If you don’t have cake release then liberally butter the tin and coat with a little flour, ensuring to tip out any excess flour.
Heat the oven to 170°c/Gas 3. Grease and line the round cake tin and grease the hemisphere tin with cake release.
With an electric mixer, beat together the margarine and sugar until light, fluffy and pale in colour.
Beat in the eggs one by one and then sift in the flour and baking powder. Beat together until the flour is only just incorporated.
Fill the hemisphere pan until 1cm from the top and use a spatula to make a slight hollow in the middle but squidge the cake mixture up towards the top edge of the tin – this will ensure that the cake bakes all the way up to the top edge and will have less of a ‘dome’ in the middle.
Fill one or 2 cupcake cases two thirds full and put the rest of the mixture into the round tin (you may not need all of the mixture – make extra cupcakes if you have any mixture left over).
Put all of the cakes in the oven together and don’t open the oven door for at least 15-20 minutes. After this time you can check if the cupcakes are done. If they are baked, then quickly remove them and leave the larger cakes to finish baking – these may take between 45-60 minutes in total. The cakes are ready when a skewer inserted into the centre comes out clean with no trace of uncooked cake mixture on it.

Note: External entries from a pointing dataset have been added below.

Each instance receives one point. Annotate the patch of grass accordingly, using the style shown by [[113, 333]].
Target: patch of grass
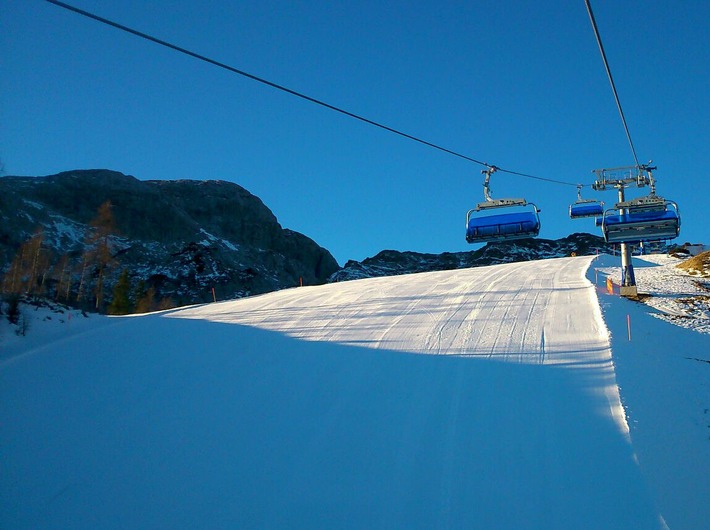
[[697, 265]]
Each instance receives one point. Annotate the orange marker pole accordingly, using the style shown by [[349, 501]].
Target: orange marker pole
[[628, 325]]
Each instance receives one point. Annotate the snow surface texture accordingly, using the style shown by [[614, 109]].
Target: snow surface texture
[[314, 407]]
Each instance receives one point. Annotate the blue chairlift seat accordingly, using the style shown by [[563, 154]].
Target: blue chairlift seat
[[586, 209], [640, 226], [502, 227]]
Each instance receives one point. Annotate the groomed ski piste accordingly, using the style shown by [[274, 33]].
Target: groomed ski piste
[[507, 396]]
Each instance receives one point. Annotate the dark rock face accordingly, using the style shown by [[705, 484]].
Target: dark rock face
[[392, 262], [180, 237]]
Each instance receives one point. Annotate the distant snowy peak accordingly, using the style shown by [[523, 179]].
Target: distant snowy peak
[[183, 238]]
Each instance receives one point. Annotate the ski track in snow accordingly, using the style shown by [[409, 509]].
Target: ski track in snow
[[474, 398]]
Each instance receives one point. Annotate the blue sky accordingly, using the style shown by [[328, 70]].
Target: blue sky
[[519, 84]]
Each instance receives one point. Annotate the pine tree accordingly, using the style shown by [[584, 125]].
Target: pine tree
[[121, 303]]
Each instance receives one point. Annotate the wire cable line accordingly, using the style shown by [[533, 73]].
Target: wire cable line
[[288, 90], [611, 79]]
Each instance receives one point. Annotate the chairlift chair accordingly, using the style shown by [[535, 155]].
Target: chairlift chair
[[646, 219], [585, 207], [498, 227]]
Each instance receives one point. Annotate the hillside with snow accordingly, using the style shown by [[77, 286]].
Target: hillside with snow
[[520, 395]]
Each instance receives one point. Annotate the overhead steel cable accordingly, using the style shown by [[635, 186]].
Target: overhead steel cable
[[611, 79], [286, 89]]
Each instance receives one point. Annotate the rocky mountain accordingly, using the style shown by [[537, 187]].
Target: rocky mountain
[[179, 239], [392, 262]]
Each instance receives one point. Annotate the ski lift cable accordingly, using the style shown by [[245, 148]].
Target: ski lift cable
[[288, 90], [611, 79]]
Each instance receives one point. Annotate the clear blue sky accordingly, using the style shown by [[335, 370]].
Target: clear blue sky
[[519, 84]]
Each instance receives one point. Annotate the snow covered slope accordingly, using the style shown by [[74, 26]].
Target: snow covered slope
[[479, 398]]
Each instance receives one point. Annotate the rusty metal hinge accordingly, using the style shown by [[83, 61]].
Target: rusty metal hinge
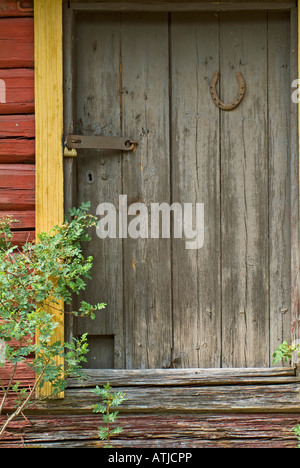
[[74, 142]]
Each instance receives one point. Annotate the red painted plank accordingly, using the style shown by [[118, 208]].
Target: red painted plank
[[17, 91], [17, 151], [17, 187], [26, 219], [24, 373], [21, 237], [17, 176], [11, 8], [16, 199], [17, 126], [16, 43]]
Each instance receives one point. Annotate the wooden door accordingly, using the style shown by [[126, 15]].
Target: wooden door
[[147, 76]]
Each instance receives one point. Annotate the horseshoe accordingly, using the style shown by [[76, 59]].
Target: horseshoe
[[233, 104]]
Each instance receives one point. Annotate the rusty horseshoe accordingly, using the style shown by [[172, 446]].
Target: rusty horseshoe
[[233, 104]]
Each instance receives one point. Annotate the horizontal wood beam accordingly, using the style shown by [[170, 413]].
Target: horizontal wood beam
[[173, 7], [176, 377], [280, 398]]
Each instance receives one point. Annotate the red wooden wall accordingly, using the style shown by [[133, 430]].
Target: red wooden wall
[[17, 146]]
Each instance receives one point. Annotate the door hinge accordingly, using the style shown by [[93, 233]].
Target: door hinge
[[74, 142]]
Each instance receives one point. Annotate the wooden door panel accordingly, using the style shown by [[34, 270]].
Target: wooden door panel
[[196, 179], [146, 76], [99, 173], [146, 179], [244, 201]]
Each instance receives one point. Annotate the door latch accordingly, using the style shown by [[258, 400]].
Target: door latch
[[74, 142]]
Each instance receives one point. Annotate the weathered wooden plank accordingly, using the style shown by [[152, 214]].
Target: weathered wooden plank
[[156, 431], [279, 178], [178, 377], [14, 151], [98, 112], [146, 179], [196, 179], [24, 375], [281, 398], [244, 180], [158, 5], [17, 91], [10, 8], [294, 170], [17, 126], [16, 43]]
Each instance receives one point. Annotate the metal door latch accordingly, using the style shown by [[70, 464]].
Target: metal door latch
[[74, 142]]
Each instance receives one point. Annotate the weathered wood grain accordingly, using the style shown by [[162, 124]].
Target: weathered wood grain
[[283, 398], [244, 204], [195, 163], [98, 113], [18, 91], [16, 43], [279, 179], [226, 431], [213, 307], [178, 377], [146, 179]]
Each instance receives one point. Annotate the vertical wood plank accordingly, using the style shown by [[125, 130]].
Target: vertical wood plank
[[49, 126], [195, 179], [244, 176], [279, 177], [146, 179], [98, 113]]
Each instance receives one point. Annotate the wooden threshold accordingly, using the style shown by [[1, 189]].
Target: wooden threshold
[[184, 377], [188, 6]]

Remove from the oven and let cool in their tins for 10 minutes. Then turn them upside down on a cooling rack and remove the tins and any greaseproof paper. Let all of the cakes go completely cold before decorating.
For the decoration:
A day or 2 before you decorate the cake you need to prepare your cake board. Roll out the white icing until large enough to cover the board and stick it down with a little cooled, boiled water. Trim any excess icing away from the edge with a sharp knife. Use different sizes of snowflake cutters to imprint shapes into the icing and then leave aside to dry out for 24-48 hours.
Remove one of the cupcakes from its wrapper and turn it upside down. Use a knife to carve around the sides to make it more ‘pointy’ in shape, but still with a flat top.
Take a cake board or plate and starting with the round cake at the bottom, add a layer of jam and buttercream then stack the hemisphere cake on top. Add a dollop of buttercream on the very top and stick the cupcake on.
Cover the whole cake in a crumb coat of buttercream, smoothing it as best as you can and then put the cake in the fridge for at least an hour for it to firm up.
Divide the remaining buttercream into 2 bowls and colour one bowl red and the other yellow.
Remove the cake from the fridge and score guidelines in the buttercream to help guide you with piping on your design. Leave a strip around the base of the cake of approximately 4-5cm high which will be the chunky knitted band of the hat. Start your piping above this line. Fit a piping bag with a no.5 decorating tip and pipe loop the loops all around the cake in a straight line.
You can continue to do stripes and bands of colour or attempt more involved designs such as the triangles as I have done.
Use a cake lifter or large palette knife to transfer the cake and secure it to the board with a blob of buttercream. Make sure the cake is positioned away from the centre of the board to leave room for the mittens.
Use the red buttercream with a different piping tip – here I have used no.30 open star nozzle (from Wilton 55 piece set) and also no.5 tip again to fill in between the triangles piped in yellow. When the whole cake is covered you can move the cake onto the pre-prepared cake board.
Take some of the jade green icing and warm it in your hands by kneading it gently. Roll it out into a long thin cable, double it over and twist the 2 strands together tightly. Use a sharp knife to chop the cable into even sized pieces that will fit the band you have left at the base of the cake. Attach the cable pieces to the cake with whichever buttercream you have left in a piping bag, ensuring you pack them together tightly.
Use the same method to make cables to fit the template for the mittens.
With the remaining jade icing, cut out holly shapes and attach to the buttercream on the hat.
Roll a walnut sized ball for the pompom and roll this in sugar crystals to give it texture. Attach the ball to the top of the hat with a cocktail stick.
Position the mittens in front of the hat and attach them to the board with a little water. With the yellow icing roll out a long thin cable and attach each end to the mittens. Finish with a row of piped buttercream on the mittens to cover the joins.